Viver para Contar: Crianças Grandes

Nestes programas os adultos comportam-se como crianças grandes. Pedro Guerra é o menino irritante, José Pina é o menino traquinas, Manuel Serrão é o menino ajuizado.

Os programas de comentário futebolístico ocupam cada vez mais espaço nos canais televisivos, o que mostra o seu sucesso. As TVs regem-se por critérios de audiência – pelo que, se um programa ocupa muito espaço num horário nobre, é porque a sua audiência o justifica.

Confesso o meu regular contributo para engrossar o número de telespectadores desses debates, que para mim funcionam como momentos de diversão. São mesmo das poucas coisas que na TV me fazem rir. Rivalizam com as comédias portuguesas dos anos 40, que levavam (e ainda levam) os portugueses à gargalhada. Alguns participantes desses programas competem – decerto involuntariamente – com Vasco Santana, António Silva ou Ribeirinho, tal o humor das suas tiradas e sobretudo dos diálogos que protagonizam.

Na tvi 24 há um programa chamado Prolongamento, que tem como participantes Pedro Guerra, Manuel Serrão e José de Pina, moderados por Sousa Martins, que recomendo vivamente. É do melhor que há. Para se ter uma ideia, basta dizer que Manuel Serrão, que n’ A Noite da Má Língua provocava escândalo por dizer ‘enormidades’ e era considerado um ‘troglodita’, faz agora figura de menino bem comportado. De elemento apaziguador.

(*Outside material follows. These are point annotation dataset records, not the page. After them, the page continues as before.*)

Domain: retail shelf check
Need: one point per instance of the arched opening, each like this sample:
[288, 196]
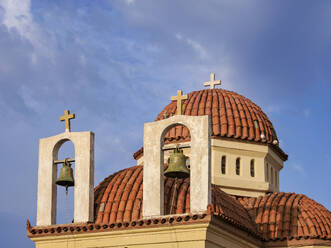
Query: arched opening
[223, 165]
[65, 200]
[238, 166]
[175, 136]
[252, 169]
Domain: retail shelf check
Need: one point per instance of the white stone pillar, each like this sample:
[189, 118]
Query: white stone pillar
[84, 177]
[200, 175]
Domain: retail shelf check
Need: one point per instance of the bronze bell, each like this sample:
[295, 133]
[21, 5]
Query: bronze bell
[66, 177]
[177, 165]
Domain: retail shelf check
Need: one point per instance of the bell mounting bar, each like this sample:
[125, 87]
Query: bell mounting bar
[172, 147]
[70, 160]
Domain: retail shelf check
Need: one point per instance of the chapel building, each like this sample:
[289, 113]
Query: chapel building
[229, 196]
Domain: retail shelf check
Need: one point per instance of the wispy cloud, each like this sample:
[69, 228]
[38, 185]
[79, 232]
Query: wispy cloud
[196, 46]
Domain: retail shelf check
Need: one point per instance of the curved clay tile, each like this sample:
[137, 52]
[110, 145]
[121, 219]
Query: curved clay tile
[288, 216]
[232, 115]
[119, 199]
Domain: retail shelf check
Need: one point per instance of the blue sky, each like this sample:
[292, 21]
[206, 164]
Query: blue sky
[117, 63]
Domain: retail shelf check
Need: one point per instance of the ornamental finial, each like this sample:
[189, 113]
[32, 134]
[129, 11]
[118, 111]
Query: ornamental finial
[66, 118]
[179, 99]
[212, 81]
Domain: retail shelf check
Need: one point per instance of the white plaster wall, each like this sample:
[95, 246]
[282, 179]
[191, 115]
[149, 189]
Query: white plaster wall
[84, 176]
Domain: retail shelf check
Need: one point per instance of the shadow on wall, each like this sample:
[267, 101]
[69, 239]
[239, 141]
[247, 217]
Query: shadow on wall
[12, 231]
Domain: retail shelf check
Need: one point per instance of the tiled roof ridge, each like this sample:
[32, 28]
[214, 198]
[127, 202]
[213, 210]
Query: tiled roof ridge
[288, 216]
[119, 198]
[233, 116]
[76, 228]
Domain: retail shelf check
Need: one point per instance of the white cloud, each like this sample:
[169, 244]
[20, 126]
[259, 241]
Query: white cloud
[18, 17]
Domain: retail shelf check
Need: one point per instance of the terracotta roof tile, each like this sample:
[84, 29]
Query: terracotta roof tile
[232, 116]
[288, 216]
[122, 200]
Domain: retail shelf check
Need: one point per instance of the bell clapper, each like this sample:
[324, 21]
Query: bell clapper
[173, 195]
[66, 178]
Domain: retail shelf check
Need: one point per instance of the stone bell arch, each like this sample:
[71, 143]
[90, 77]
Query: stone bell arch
[84, 176]
[200, 174]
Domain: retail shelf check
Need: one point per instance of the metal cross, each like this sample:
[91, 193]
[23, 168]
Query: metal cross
[179, 99]
[212, 81]
[66, 118]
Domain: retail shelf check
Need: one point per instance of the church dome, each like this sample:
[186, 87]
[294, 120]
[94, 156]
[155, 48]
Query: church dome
[281, 216]
[233, 116]
[119, 199]
[277, 216]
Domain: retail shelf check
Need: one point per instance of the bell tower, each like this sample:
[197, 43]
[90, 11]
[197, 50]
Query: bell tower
[83, 177]
[200, 159]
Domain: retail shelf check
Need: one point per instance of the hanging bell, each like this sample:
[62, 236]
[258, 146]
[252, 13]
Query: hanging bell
[66, 177]
[177, 165]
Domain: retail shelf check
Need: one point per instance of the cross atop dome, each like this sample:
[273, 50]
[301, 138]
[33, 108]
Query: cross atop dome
[66, 118]
[212, 81]
[179, 99]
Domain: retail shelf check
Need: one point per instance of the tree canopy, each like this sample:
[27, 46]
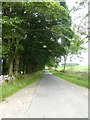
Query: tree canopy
[31, 35]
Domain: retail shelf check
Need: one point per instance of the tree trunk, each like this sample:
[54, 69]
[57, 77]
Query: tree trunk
[10, 64]
[65, 58]
[16, 66]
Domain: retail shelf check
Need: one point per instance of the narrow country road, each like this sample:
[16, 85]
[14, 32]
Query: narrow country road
[50, 97]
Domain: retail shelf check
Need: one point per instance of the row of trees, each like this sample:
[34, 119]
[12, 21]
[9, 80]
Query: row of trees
[34, 34]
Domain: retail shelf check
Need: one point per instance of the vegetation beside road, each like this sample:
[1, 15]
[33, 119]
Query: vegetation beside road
[20, 82]
[80, 77]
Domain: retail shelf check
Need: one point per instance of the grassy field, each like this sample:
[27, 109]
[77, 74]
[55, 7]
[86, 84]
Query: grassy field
[13, 86]
[75, 74]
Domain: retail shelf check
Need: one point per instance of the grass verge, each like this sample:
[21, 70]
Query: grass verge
[20, 82]
[78, 79]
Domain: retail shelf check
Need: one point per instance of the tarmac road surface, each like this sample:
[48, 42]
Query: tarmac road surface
[50, 97]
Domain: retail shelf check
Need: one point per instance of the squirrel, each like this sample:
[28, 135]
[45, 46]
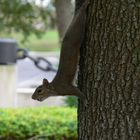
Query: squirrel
[62, 84]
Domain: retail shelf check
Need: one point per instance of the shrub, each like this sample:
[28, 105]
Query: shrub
[40, 123]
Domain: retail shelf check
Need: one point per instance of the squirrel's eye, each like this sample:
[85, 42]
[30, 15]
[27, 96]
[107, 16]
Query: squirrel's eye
[39, 90]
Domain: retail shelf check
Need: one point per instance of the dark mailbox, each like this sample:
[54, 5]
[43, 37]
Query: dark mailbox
[8, 51]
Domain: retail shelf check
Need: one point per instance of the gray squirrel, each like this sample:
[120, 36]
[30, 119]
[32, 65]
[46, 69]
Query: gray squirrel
[62, 84]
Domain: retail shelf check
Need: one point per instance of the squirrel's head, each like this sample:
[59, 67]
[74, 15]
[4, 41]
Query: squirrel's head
[43, 91]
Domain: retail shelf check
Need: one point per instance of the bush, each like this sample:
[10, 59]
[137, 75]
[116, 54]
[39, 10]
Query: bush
[38, 123]
[71, 101]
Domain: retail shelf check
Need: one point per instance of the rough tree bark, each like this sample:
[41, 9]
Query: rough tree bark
[64, 13]
[110, 72]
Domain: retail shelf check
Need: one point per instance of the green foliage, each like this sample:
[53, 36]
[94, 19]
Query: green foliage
[71, 101]
[22, 16]
[40, 123]
[48, 42]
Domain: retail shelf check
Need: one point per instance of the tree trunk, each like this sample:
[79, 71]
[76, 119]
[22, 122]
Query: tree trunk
[64, 13]
[110, 72]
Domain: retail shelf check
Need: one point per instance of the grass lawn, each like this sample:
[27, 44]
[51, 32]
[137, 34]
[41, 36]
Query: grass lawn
[48, 42]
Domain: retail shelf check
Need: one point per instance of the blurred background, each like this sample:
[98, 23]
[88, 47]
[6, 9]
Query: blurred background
[31, 32]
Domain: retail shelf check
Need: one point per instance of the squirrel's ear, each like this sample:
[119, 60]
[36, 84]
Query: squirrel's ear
[45, 82]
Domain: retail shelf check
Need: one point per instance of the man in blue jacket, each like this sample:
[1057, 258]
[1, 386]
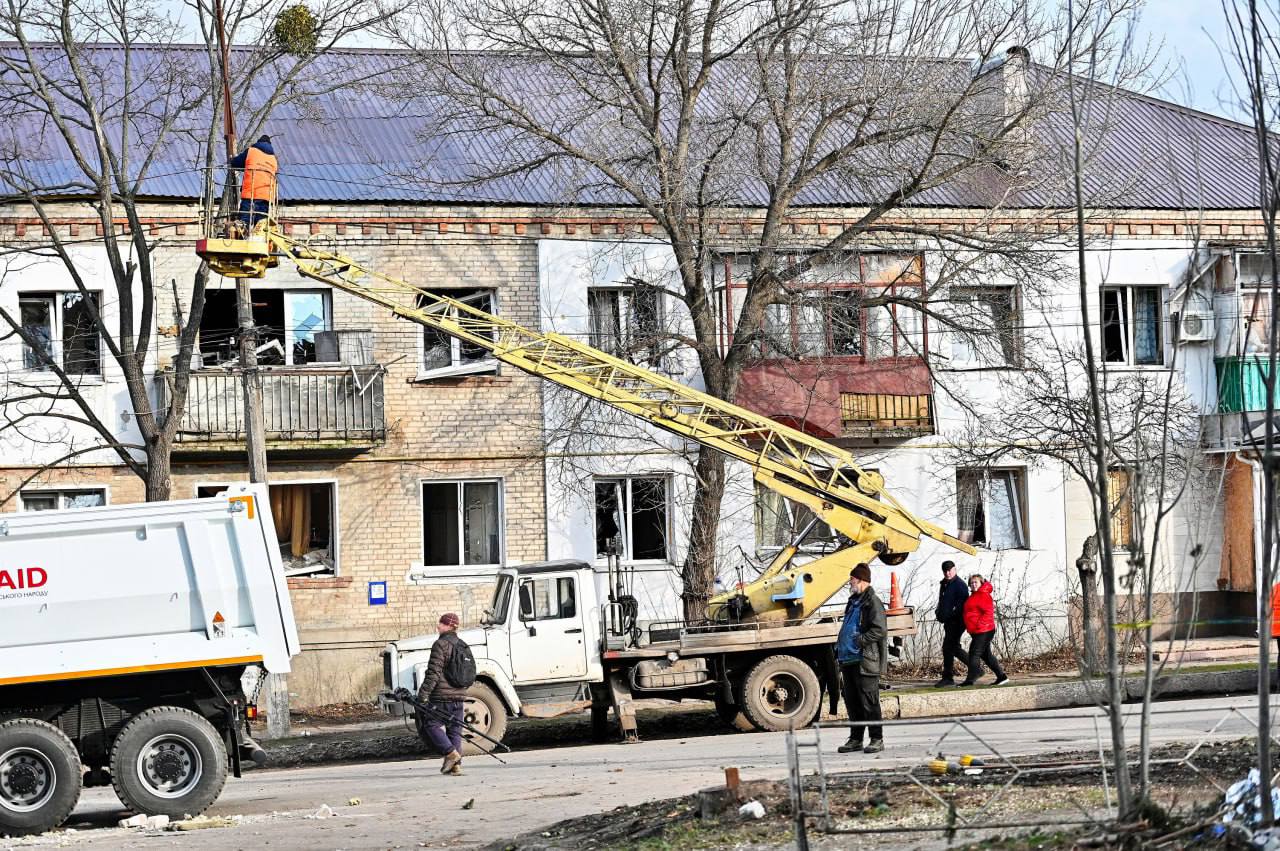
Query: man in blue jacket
[952, 593]
[860, 652]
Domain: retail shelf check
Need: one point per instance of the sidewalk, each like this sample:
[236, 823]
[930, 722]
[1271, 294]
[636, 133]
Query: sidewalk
[1208, 667]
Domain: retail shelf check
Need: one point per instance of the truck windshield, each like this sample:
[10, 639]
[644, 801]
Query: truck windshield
[501, 599]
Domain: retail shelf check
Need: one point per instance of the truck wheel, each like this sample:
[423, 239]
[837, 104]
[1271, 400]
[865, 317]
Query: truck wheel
[781, 692]
[734, 715]
[168, 762]
[40, 777]
[487, 713]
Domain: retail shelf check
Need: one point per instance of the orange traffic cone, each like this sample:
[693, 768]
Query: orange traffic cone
[895, 596]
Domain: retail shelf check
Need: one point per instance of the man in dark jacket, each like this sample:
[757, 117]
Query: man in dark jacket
[862, 650]
[952, 593]
[444, 698]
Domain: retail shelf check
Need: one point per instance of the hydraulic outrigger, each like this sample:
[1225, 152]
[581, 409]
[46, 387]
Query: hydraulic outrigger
[804, 469]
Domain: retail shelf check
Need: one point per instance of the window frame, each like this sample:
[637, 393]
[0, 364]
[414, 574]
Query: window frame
[484, 365]
[626, 344]
[1020, 507]
[1130, 325]
[627, 534]
[334, 511]
[1010, 360]
[58, 330]
[62, 490]
[827, 291]
[501, 512]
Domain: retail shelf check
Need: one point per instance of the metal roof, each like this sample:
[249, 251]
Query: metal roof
[368, 142]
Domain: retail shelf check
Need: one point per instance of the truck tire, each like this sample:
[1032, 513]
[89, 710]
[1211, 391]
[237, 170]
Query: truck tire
[734, 715]
[40, 777]
[487, 713]
[781, 692]
[168, 762]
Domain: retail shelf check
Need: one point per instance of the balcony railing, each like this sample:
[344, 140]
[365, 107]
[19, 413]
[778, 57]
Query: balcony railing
[302, 407]
[874, 415]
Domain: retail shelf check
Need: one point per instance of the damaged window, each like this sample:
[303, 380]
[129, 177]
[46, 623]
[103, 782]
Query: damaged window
[304, 516]
[287, 323]
[461, 522]
[992, 508]
[631, 518]
[444, 355]
[63, 330]
[1133, 325]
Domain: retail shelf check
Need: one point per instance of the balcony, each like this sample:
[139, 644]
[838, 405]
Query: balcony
[306, 408]
[844, 398]
[1239, 421]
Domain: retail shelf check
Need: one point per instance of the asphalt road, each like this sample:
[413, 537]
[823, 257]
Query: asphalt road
[408, 804]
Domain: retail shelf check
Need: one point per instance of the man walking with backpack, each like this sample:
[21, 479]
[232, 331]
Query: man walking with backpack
[449, 672]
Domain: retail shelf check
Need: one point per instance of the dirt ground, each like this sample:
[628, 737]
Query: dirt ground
[1046, 796]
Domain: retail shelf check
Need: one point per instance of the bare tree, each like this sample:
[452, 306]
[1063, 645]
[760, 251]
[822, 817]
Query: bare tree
[1255, 50]
[726, 124]
[101, 111]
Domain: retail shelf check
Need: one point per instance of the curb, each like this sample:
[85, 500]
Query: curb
[1057, 695]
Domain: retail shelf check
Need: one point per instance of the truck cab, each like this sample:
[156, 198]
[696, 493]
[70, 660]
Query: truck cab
[536, 648]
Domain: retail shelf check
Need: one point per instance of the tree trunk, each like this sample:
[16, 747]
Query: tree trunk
[699, 571]
[159, 480]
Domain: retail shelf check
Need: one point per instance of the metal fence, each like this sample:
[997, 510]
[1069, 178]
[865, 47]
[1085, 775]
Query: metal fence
[963, 796]
[298, 403]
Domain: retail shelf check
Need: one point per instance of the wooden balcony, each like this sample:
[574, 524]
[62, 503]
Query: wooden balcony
[306, 408]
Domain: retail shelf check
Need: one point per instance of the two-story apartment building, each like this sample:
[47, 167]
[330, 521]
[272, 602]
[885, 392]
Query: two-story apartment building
[406, 467]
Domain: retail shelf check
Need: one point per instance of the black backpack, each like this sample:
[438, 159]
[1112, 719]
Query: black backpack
[461, 667]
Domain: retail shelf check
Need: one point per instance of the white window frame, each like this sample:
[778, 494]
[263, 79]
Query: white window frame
[1128, 347]
[627, 541]
[984, 357]
[56, 333]
[1020, 504]
[625, 305]
[289, 330]
[502, 522]
[336, 520]
[485, 365]
[60, 490]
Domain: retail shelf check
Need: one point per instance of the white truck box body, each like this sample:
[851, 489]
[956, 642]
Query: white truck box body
[149, 586]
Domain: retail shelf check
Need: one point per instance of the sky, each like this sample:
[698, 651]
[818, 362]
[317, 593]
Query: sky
[1193, 44]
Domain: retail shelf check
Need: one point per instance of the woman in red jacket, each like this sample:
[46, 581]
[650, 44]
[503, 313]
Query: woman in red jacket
[979, 621]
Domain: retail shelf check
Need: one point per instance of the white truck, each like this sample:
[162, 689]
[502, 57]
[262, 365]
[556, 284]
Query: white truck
[561, 637]
[126, 634]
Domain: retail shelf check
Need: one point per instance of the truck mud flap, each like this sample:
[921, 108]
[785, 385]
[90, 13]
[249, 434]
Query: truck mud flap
[828, 677]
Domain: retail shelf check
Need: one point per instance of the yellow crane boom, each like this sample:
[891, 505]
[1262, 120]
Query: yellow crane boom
[787, 461]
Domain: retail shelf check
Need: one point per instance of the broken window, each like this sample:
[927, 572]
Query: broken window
[54, 499]
[63, 328]
[461, 522]
[990, 326]
[444, 355]
[287, 321]
[304, 516]
[631, 518]
[626, 321]
[860, 306]
[992, 508]
[1133, 325]
[778, 521]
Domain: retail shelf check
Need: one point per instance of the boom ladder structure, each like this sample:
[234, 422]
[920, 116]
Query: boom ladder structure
[796, 465]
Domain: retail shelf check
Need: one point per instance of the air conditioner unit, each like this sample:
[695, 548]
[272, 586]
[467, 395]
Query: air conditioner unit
[1196, 326]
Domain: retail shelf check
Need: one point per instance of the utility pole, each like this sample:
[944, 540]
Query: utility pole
[251, 381]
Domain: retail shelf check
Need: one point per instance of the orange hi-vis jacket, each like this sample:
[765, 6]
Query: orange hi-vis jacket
[259, 182]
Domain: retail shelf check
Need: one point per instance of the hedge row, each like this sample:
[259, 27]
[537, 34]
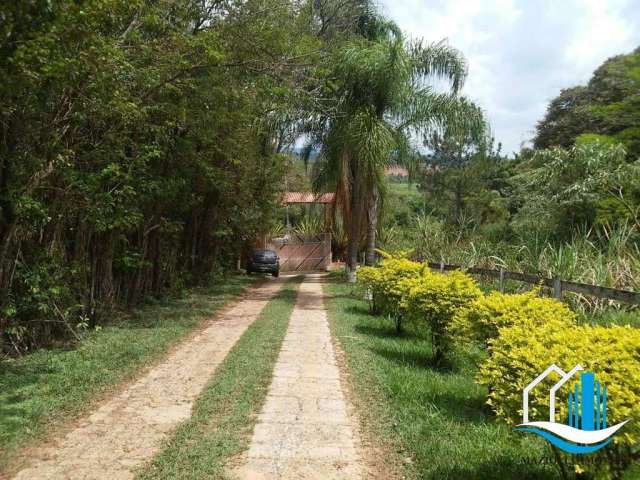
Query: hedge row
[522, 334]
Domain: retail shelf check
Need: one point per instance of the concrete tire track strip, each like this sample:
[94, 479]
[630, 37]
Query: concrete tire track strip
[129, 429]
[305, 431]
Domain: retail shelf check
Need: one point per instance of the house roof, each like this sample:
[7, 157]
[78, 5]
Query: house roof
[308, 197]
[396, 171]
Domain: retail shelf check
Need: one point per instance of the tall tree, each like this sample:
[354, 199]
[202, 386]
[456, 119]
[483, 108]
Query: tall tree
[608, 106]
[380, 84]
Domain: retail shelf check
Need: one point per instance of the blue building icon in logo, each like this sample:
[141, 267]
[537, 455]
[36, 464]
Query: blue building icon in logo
[586, 429]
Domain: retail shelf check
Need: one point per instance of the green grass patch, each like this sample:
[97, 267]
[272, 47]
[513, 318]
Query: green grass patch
[43, 389]
[225, 413]
[437, 418]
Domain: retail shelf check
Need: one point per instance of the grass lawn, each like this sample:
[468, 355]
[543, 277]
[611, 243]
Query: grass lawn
[225, 413]
[41, 390]
[436, 418]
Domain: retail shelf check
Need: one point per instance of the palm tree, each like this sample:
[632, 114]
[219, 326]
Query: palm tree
[382, 96]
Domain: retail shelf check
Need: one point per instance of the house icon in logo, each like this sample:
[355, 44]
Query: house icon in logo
[586, 429]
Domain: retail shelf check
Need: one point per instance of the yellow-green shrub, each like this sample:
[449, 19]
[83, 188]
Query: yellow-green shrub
[521, 352]
[480, 321]
[434, 298]
[383, 282]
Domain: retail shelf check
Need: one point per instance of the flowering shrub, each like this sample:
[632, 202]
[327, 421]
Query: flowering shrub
[521, 352]
[435, 298]
[480, 320]
[383, 283]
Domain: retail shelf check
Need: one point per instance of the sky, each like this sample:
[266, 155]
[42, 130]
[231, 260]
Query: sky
[520, 53]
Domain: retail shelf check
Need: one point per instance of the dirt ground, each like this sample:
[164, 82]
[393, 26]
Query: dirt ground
[305, 430]
[128, 429]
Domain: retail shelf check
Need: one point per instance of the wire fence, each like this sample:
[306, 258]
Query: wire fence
[558, 285]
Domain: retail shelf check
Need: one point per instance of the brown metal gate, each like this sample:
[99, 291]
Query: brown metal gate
[302, 253]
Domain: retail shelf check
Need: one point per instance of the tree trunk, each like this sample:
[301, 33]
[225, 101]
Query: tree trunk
[372, 227]
[354, 232]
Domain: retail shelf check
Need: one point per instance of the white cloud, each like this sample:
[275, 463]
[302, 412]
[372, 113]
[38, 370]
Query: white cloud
[522, 52]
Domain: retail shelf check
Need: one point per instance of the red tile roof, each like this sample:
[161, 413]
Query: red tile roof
[308, 197]
[396, 171]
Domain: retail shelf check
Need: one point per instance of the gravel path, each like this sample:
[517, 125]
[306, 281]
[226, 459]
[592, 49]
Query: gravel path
[304, 430]
[129, 429]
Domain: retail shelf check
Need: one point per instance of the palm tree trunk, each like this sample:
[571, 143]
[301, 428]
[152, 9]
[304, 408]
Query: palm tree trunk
[354, 231]
[372, 226]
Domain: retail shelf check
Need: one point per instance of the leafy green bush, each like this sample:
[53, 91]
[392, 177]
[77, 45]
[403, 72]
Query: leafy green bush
[480, 321]
[521, 352]
[435, 298]
[382, 282]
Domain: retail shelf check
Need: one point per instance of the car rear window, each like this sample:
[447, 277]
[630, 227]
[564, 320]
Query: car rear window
[264, 255]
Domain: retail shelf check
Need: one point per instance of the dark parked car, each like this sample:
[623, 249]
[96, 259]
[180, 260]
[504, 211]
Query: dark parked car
[264, 261]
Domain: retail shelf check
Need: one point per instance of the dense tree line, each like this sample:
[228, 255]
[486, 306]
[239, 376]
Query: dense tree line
[139, 145]
[607, 107]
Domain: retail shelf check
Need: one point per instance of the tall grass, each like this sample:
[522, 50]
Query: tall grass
[607, 256]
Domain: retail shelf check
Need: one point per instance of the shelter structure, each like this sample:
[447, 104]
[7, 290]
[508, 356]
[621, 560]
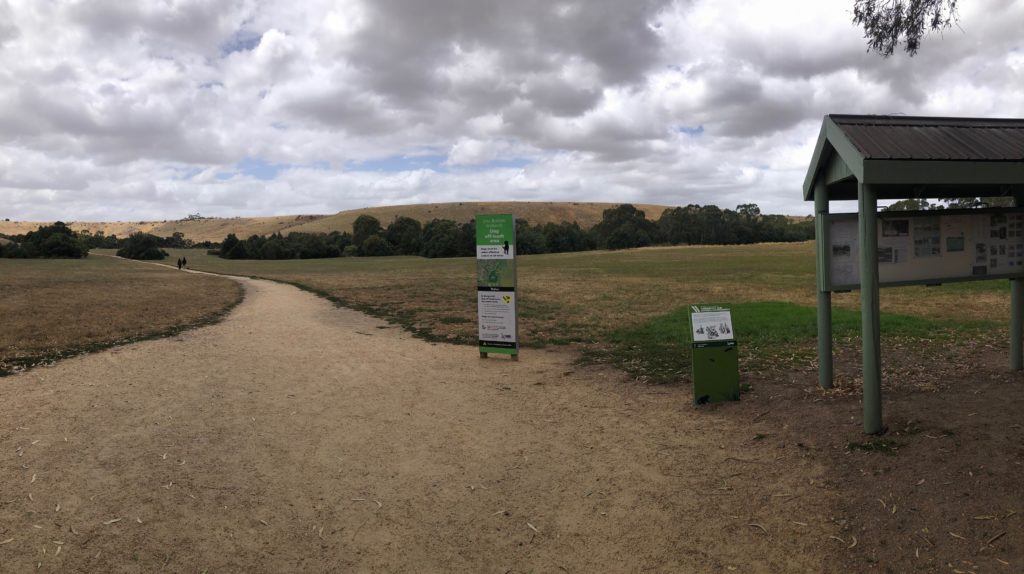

Os grandes despiques são entre Pedro Guerra, adepto faccioso do Benfica, e José de Pina, adepto doente do Sporting.

Guerra leva qualquer um ao desespero, porque é capaz de negar, sem se rir, as evidências mais flagrantes. «Penálti? Qual penálti?» – diz perante um pontapé de um jogador do seu clube num adversário. «Se se vir bem, a perna do adversário é que foi colocar-se na trajectória do pé do defesa do meu clube».

José de pina é um humorista que terá sido posto no programa, penso eu, para o aligeirar. Para fazer humor à custa do facciosismo de Guerra. Mas não consegue. Porque Guerra tem um tal descaramento que põe Pina fora de si, inibindo-o de ser engraçado. Pina fica com as veias do pescoço à beira de rebentar, salta por cima do humor e começa a gritar com o outro – mas a sério. E isso dá ainda mais vontade de rir.

Para cumprir o seu papel de humorista, Pina leva objectos para o estúdio, como um sabre da Guerra das Estrelas, para atacar Guerra, ou uma buzina daquelas estridentes que se usam nos estádios, para o mandar calar. Mas acaba por não conseguir usá-los convenientemente, pois perde as estribeiras e descontrola-se.

Como o leitor já percebeu, nestes programas os adultos comportam-se como crianças grandes. E talvez não seja por acaso. Com os anos, os homens vão construindo uma casca à sua volta que os protege. Que os impede de fazer e dizer grandes disparates, e também os defende das agressões do mundo exterior. Mas continuam a ser crianças grandes – só cresceram aparentemente. A criança permanece viva lá dentro do ovo. Não se expõe, mas não desapareceu. Está escondida. Ora, em situações que provocam um desequilíbrio emocional, a casca do ovo parte-se e a criança fica à mostra.

Não a criança ingénua, pura, incapaz de fazer maldades. Mas a criança manhosa, capaz de mentir com quantos dentes tem na boca.

Pedro Guerra é o menino irritante que exaspera os outros. José de Pina é o menino traquinas que tem a mania que é esperto. Manuel Serrão, no meio disto, até faz de menino ajuizado – que olha complacentemente para as diabruras dos companheiros de brincadeira.

Estes programas desportivos fazem um imenso bem à saúde, se vistos como comédias, sem excessos de clubismo. Enquanto os debates políticos nos irritam, pelos disparates que se ouvem, estes divertem-nos.

É certo que nos programas futebolísticos também se dizem imensos disparates, mas há uma diferença. Enquanto na política os disparates têm muitas vezes consequências, pois fazem opinião, ali não têm consequências nenhumas. Os jogadores não começarão a pontapear a bola de outra maneira por causa do que diz Pedro Guerra ou José de Pina. Enquanto os debates políticos podem ser penosos, os programas de debate futebolístico são apenas cómicos.